Les difficultés économiques et la traite
Selon le rapport de cette année, qui porte sur la période allant d'avril 2008 au mars 2009, la crise financière actuelle risque d'accroître la traite des personnes de par le monde.
« Du fait de cette crise, indiquent les auteurs du rapport, deux tendances antagonistes - la réduction de la demande de main-d'œuvre et le nombre croissant de travailleurs disposés à prendre des risques encore plus grands à des fins économiques, semblent s'être conjuguées pour faire augmenter le nombre de travailleurs migrants qui font du travail forcé et celui des prostituées. »
La crise financière grève aussi les ressources des pays donateurs et des philanthropes. Il s'ensuit que les organisations non gouvernementales qui administrent des centres d'hébergement et de réinsertion des victimes de la traite ont des difficultés, a indiqué le directeur des services du département d'État chargés de surveiller la traite des personnes et de la combattre, M. Luis CdeBaca.

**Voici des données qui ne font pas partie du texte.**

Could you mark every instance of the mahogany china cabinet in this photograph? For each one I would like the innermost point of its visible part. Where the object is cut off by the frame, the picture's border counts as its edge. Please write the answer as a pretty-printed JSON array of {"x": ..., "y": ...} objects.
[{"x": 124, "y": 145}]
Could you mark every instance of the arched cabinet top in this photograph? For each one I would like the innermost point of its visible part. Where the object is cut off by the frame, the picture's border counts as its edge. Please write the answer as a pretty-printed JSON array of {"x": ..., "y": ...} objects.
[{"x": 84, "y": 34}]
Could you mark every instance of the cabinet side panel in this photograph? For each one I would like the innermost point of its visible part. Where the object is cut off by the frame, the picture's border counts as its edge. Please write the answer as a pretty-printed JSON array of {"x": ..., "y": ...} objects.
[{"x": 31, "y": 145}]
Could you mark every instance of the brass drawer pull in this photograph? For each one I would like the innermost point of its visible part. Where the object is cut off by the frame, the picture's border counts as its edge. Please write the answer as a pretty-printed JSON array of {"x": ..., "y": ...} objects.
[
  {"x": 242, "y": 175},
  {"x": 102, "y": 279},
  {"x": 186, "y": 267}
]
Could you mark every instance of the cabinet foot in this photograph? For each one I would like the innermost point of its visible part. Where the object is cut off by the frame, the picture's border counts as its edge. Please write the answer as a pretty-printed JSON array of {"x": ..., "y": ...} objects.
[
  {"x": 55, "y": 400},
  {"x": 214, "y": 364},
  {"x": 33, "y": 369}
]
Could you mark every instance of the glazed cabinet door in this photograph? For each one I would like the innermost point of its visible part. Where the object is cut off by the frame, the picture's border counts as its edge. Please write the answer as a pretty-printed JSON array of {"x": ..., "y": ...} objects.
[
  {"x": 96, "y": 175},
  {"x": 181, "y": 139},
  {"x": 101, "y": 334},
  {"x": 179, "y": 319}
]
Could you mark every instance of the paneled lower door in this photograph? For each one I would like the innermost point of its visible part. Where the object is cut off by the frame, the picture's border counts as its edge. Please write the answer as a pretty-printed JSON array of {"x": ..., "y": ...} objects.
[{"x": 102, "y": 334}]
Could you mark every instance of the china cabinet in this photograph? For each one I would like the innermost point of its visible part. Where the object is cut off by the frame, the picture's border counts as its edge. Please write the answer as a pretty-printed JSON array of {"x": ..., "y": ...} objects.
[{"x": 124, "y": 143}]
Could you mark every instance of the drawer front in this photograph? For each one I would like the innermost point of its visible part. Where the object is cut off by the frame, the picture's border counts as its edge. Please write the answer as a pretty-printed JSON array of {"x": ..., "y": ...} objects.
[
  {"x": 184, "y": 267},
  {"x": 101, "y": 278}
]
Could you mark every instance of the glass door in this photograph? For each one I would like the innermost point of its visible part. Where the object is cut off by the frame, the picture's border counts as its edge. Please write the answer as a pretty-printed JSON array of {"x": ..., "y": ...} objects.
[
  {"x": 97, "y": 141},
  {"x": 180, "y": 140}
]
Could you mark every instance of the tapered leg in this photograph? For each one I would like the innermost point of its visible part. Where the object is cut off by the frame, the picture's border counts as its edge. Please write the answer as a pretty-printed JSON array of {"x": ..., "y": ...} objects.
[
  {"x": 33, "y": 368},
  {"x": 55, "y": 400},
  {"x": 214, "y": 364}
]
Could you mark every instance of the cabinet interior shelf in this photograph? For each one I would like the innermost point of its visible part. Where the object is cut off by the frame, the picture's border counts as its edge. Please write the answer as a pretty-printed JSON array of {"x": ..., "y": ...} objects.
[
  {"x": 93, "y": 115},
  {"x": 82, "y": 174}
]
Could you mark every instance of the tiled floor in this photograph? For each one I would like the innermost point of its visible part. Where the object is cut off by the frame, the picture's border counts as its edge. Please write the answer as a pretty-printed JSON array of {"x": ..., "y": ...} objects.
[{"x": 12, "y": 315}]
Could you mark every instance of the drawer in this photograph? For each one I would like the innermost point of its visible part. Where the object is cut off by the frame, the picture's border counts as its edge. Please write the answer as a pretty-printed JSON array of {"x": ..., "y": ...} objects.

Bien que la majorité des pays aient adopté des lois interdisant toutes les formes de la traite des personnes, de nombreux pays n'ont pas traduit en justice ceux qui les enfreignent, indiquent le rapport de cette année et une étude récente de l'ONU.
M. CdeBaca, qui a lui-même été procureur de l'État fédéral dans de nombreuses affaires de traite, a fait remarquer que l'ONU avait récemment rendu public son propre rapport sur la traite mondiale des personnes, selon lequel deux pays sur cinq n'ont pas encore condamné une seule personne à ce titre, alors que les poursuites en justice constituent un moyen de dissuasion important.
Hommage aux personnes qui ont joué un rôle important dans la lutte contre la traite
Outre un certain nombre de sénateurs et de représentants des États-Unis, deux militantes de la lutte contre la traite des personnes, Mariliana Morales Berrios (Costa Rica) et Vera Lesko (Albanie), ont assisté à la cérémonie de parution du rapport au département d'État. Mme Berrios a fondé en 1997 un centre de réinsertion pour aider les victimes de la traite à entamer une nouvelle vie avec les membres de leur famille. Mme Lesko a risqué sa vie pour héberger des victimes.
Ces deux femmes figurent parmi les neuf personnes auxquelles le département d'État a rendu hommage pour leur rôle dans la lutte contre la traite des personnes. Ces autres personnes sont : Benjamin Perrin (Canada), George Vanikiotis (Grèce), Sunitha Krishnan (Inde), Elly Anita (Indonésie), Aida Abu Ras (Jordanie), Alice Nah (Malaisie) et Inacio Sebastio Mussanhane (Mozambique).